Marisa Lourenço, an independent political and risk analyst, echoes Silke’s sentiments, expressing skepticism about ZiG’s potential impact on inflationary pressures. Lourenço points out that Zimbabwe’s history of currency failures highlights the need for more than just a change in currency. She emphasizes the importance of building reserves, committing to long-term monetary policies, and tackling corruption to address root causes of economic instability. “Printing money actually drives up inflation, which we have seen happen before in Zimbabwe,” she asserts in an interview with FORBES AFRICA, underscoring the complex interplay between monetary policy and inflation dynamics, suggesting that ZiG may not provide the desired solution to Zimbabwe’s economic challenges.


The introduction of ZiG comes amidst a backdrop of skepticism surrounding the Zimbabwean government’s ability to manage monetary policy effectively. Lourenço suggests that a stable monetary policy is crucial for maintaining ZiG’s credibility in the long term. She advocates for a liberalized currency regime, allowing the market to determine the currency’s value without undue interference from the central bank. “A stable monetary policy that enables a liberalized currency regime is essential,” Lourenço states, emphasizing the importance of market-driven mechanisms.

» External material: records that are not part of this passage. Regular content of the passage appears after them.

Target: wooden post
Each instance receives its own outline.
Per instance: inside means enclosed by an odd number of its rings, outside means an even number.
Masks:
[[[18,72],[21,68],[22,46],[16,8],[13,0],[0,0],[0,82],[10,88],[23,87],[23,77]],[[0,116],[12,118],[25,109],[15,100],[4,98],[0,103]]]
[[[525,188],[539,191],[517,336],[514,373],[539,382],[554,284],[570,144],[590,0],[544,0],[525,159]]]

One of the key challenges facing ZiG is its coexistence alongside other currencies, particularly the United States (U.S.) dollar, which remains widely used in transactions. Silke highlights the dominance of the U.S. dollar and the difficulty of displacing it, especially in a country like Zimbabwe with an entrenched parallel market. Lourenço adds that Zimbabwe’s currency instability makes it challenging: “Given Zimbabwe’s track record in being unable to sustain its own currency on at least two occasions, the uptake of the ZiG is going to be difficult to enforce.”

Concerns have also been raised about the adequacy of gold reserves to back the new currency. Lourenço suggests that Zimbabwe’s government needs external assistance to address its massive debt arrears. However, she notes that political and economic reforms, including respecting democratic freedoms and implementing stable monetary policies, are essential for restoring confidence in ZiG’s stability. “Zimbabwe desperately needs external assistance to help clear its massive debt arrears,” Lourenço asserts, highlighting the urgency of international support. However, she cautions that without fundamental reforms, Zimbabwe may struggle to overcome its economic challenges and restore confidence in ZiG.

Despite these challenges, Silke remains cautiously optimistic about Zimbabwe’s future. He suggests that while the road ahead may be difficult, there is potential for positive change if the government commits to meaningful reforms. “Zimbabwe has the opportunity to turn things around,” Silke states, “but it will require bold leadership and decisive action.” Lourenço echoes this sentiment, emphasizing the need for political will and international cooperation to support Zimbabwe’s recovery efforts.